Last Friday morning after I dropped the kids off at school, I decided to treat myself to breakfast. Most mornings I am either eating eggs or yogurt washing it down with cucumber water, but I wanted to be “bad”. Pancakes sounded bad enough.

I thought about going downtown and enjoying the morning rush with a side of fried flour & liquid sugar, but being that gas is like liquid gold I opted for a new spot on my side of town. A diner of sorts.

It was relatively empty except for a few people snuggled in booths. I was seated near the waitress station and was immediately greeted by a waitress in training. She took my coffee order and went back to the station. Apparently, there was some confusion about who the coffee was for.

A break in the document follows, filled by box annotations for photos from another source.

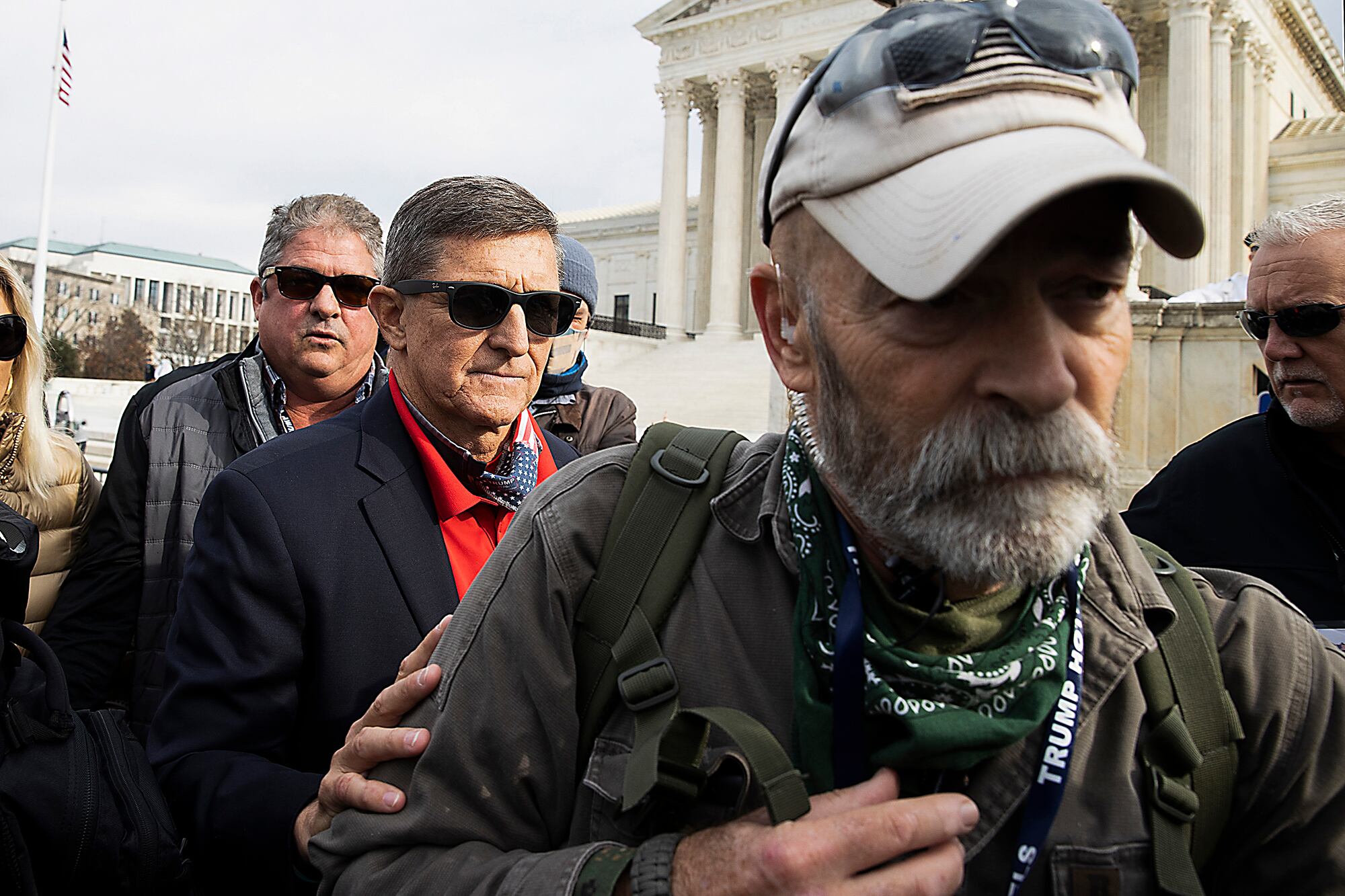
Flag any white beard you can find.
[808,340,1116,585]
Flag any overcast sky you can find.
[0,0,1341,266]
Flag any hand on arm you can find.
[664,770,978,896]
[295,616,452,861]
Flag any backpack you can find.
[574,422,1243,896]
[0,503,187,895]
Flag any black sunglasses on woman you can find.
[0,315,28,360]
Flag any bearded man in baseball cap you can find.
[313,0,1345,896]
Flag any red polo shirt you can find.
[387,375,555,598]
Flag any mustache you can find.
[905,407,1114,506]
[1270,359,1326,386]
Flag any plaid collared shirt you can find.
[257,347,378,432]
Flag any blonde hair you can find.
[0,255,61,498]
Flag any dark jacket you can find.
[1122,403,1345,620]
[149,389,576,893]
[43,339,387,740]
[533,384,635,455]
[309,434,1345,896]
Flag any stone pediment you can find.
[635,0,785,38]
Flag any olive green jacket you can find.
[312,434,1345,895]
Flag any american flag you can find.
[56,30,70,106]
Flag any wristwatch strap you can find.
[631,834,682,896]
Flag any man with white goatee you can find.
[1124,195,1345,623]
[311,7,1345,896]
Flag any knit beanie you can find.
[560,233,597,315]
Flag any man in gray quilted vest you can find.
[43,194,387,740]
[309,0,1345,896]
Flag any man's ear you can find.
[247,277,266,317]
[369,286,406,351]
[748,261,814,391]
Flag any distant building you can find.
[558,0,1345,497]
[0,237,257,367]
[4,254,132,347]
[560,0,1345,339]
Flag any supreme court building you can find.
[561,0,1345,339]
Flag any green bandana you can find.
[783,422,1088,792]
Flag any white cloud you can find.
[0,0,662,263]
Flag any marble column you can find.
[689,85,718,332]
[656,81,691,337]
[705,70,746,339]
[1228,22,1256,270]
[1205,4,1241,280]
[1132,22,1167,288]
[1163,0,1215,293]
[1252,42,1275,222]
[767,56,812,121]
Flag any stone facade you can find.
[561,0,1345,499]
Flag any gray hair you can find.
[1252,194,1345,247]
[257,192,383,277]
[383,176,565,285]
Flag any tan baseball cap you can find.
[761,21,1205,301]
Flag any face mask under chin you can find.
[546,328,588,375]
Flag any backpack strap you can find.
[574,423,808,822]
[1135,538,1243,896]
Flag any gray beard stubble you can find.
[808,328,1118,587]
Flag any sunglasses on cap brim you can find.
[393,280,580,339]
[261,265,378,308]
[761,0,1139,245]
[0,315,28,360]
[1237,301,1345,341]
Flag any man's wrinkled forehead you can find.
[829,184,1134,292]
[1247,230,1345,311]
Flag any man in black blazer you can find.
[149,177,577,893]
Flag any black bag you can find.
[0,502,187,895]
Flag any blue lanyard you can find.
[831,513,869,787]
[831,513,1084,896]
[1009,576,1084,896]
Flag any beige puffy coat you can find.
[0,433,102,634]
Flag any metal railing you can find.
[589,315,668,339]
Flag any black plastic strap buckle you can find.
[616,657,681,713]
[1149,555,1177,576]
[650,448,710,489]
[1153,770,1200,825]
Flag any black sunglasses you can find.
[1237,301,1345,341]
[0,315,28,360]
[393,280,580,337]
[761,0,1139,245]
[261,265,378,308]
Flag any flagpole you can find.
[32,0,66,333]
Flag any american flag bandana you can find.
[476,409,542,510]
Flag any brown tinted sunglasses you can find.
[261,265,378,308]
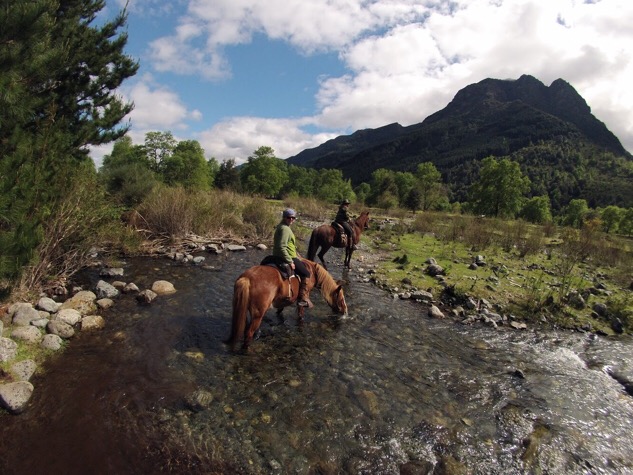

“Who’s that coffee for?” One asked
“The single table,” my waitress answered. “The single lady.”
Another came. “Who’s got the single lady?”
“Who? Just the single lady? Right there?” Another asked.

The conversation went on for a couple more minutes until they got it all straightened out. The coffee was for the single lady…just the single lady.

Eating alone, watching movies alone, walking alone, sitting alone, or doing any other activity alone doesn’t phase me at all. Mommy doesn’t feel comfortable going to the movies alone and I have a few friends who can’t phantom eating alone, but it has never bothered me…probably because I am a loner by nature (only child)…but this morning I felt like walking back to the waitress station and asking them to at least call me by my name.

I started giggling after the vision of storming into the station played out in my head, and decided that being ‘just the single lady’ was fine by me. It’s just one more title I can add to my list. Mom, daughter, friend, ex wife, records clerk…just the single lady.